Kurds, nationalists clash in Istanbul

A group of nationalist Turks threw stones at buses carrying pro-Kurdish demonstrators after clashes between Kurdish demonstrators and police in Istanbul, reports said.

Kurdish protesters also clashed with police

Tensions began on Sunday morning when Kurdish demonstrators in Istanbul threw stones and firebombs during a rally to protest the solitary confinement of imprisoned Kurdish rebel leader Abdullah Ocalan.

Later, paramilitary police blocked thousands of other pro-Kurdish demonstrators from reaching the northwestern port town of Gemlik to stage an unauthorised demonstration. The port is used by Ocalan’s lawyers to travel to the prison island of Imrali, where the rebel leader is the only inmate.

Nationalist protest

Paramilitary troops stopped dozens of buses packed with demonstrators before they could reach Gemlik, in the western province of Bursa.

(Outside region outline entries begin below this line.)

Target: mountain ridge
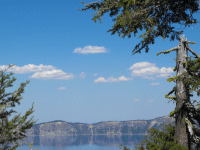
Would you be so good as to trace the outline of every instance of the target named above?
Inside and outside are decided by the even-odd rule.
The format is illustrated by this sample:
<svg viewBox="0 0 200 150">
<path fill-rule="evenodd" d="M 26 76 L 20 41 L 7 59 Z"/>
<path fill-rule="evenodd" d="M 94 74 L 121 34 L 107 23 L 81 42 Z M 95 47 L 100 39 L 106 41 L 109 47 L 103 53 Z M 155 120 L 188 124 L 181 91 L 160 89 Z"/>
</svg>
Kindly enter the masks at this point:
<svg viewBox="0 0 200 150">
<path fill-rule="evenodd" d="M 101 121 L 93 124 L 72 123 L 63 120 L 54 120 L 34 124 L 31 129 L 26 130 L 27 136 L 69 136 L 69 135 L 146 135 L 147 130 L 156 128 L 163 130 L 163 124 L 167 119 L 175 124 L 175 119 L 169 116 L 156 117 L 150 120 L 128 120 L 128 121 Z"/>
</svg>

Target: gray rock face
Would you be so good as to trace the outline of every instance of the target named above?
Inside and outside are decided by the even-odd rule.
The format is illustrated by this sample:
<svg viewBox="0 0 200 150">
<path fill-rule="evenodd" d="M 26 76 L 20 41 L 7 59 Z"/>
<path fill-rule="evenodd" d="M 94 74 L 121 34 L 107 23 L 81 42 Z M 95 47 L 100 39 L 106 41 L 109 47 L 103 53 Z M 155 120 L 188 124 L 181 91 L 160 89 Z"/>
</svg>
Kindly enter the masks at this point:
<svg viewBox="0 0 200 150">
<path fill-rule="evenodd" d="M 146 135 L 147 130 L 156 128 L 163 130 L 163 124 L 170 119 L 175 124 L 175 119 L 164 116 L 151 120 L 133 121 L 105 121 L 95 124 L 71 123 L 62 120 L 55 120 L 46 123 L 35 124 L 31 129 L 26 130 L 27 136 L 68 136 L 68 135 L 109 135 L 129 134 Z"/>
</svg>

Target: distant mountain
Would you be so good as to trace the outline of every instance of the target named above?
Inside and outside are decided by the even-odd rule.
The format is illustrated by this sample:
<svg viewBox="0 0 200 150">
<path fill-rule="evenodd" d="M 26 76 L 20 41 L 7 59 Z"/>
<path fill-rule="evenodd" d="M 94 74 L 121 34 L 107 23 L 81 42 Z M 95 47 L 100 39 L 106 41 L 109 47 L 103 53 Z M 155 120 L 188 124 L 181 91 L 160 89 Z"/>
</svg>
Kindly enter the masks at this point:
<svg viewBox="0 0 200 150">
<path fill-rule="evenodd" d="M 26 130 L 27 136 L 68 136 L 68 135 L 146 135 L 149 128 L 163 130 L 162 125 L 170 119 L 175 124 L 175 119 L 169 116 L 158 117 L 151 120 L 132 121 L 105 121 L 94 124 L 71 123 L 55 120 L 46 123 L 35 124 Z"/>
</svg>

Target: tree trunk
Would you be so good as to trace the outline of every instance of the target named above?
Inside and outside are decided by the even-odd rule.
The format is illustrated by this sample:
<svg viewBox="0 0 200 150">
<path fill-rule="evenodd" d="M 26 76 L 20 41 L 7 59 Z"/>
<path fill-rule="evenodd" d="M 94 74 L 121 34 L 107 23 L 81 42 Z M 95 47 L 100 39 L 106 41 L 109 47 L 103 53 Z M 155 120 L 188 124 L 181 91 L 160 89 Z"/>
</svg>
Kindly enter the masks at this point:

On their return, angry Turkish nationalists stopped the convoy at a makeshift roadblock in downtown Bozuyuk, in Bilecik province, set car tires on fire and smashed the windows of the buses with stones, video footage showed.

The protesters were confronted by nationalist Turks
The protesters were confronted by nationalist Turks

The protesters were confronted
by nationalist Turks

Several demonstrators were reported to be injured. Nationalist Turks are fiercely against any concessions towards Kurdish rebels who have been fighting for autonomy in southeast Turkey in a conflict that has claimed the lives of 37,000 people since 1984.

The semiofficial Anatolia news agency said some demonstrators were injured when the windows of the buses were smashed. Some Kurdish demonstrators clashed with the nationalists and some police officers were also reportedly injured by flying stones, local reporters said.

Police evacuated at least five injured demonstrators, including a man with a bloodied face, from the scene in an armored personnel carrier, the footage showed.

Escalation

Paramilitary troops and police were reinforced in the town and the situation was still tense.

Earlier in Istanbul, riot police used tear gas and pepper spray to break up hundreds of Kurds who attacked police with stones and firebombs. Police detained 88 demonstrators.

Protesters reject the solitary confinement of Ocalan
Protesters reject the solitary confinement of Ocalan

Protesters reject the solitary
confinement of Ocalan

Ocalan’s Kurdish rebel group, the Kurdistan Workers Party, or PKK, announced a unilateral cease-fire on 19 August after Prime Minister Recep Tayyip Erdogan vowed to improve economic conditions in predominantly Kurdish areas and offer greater cultural freedoms for Kurds.

The United States and European Union list the PKK as a terrorist organisation. Turkish officials have not responded to the truce, and military officials have repeatedly said that they will fight until all rebels surrender or are killed.

A senior rebel commander, Murat Karayilan, accused Turkey of not responding in kind and said he would not be “held responsible” if violence increased after the one-month cease-fire expired on 20 September, the pro-Kurdish Ozgur Gundem newspaper reported.

In fresh violence on Sunday, Turkish troops killed two Kurdish rebels near the southeastern city of Tunceli, the Anatolia news agency reported.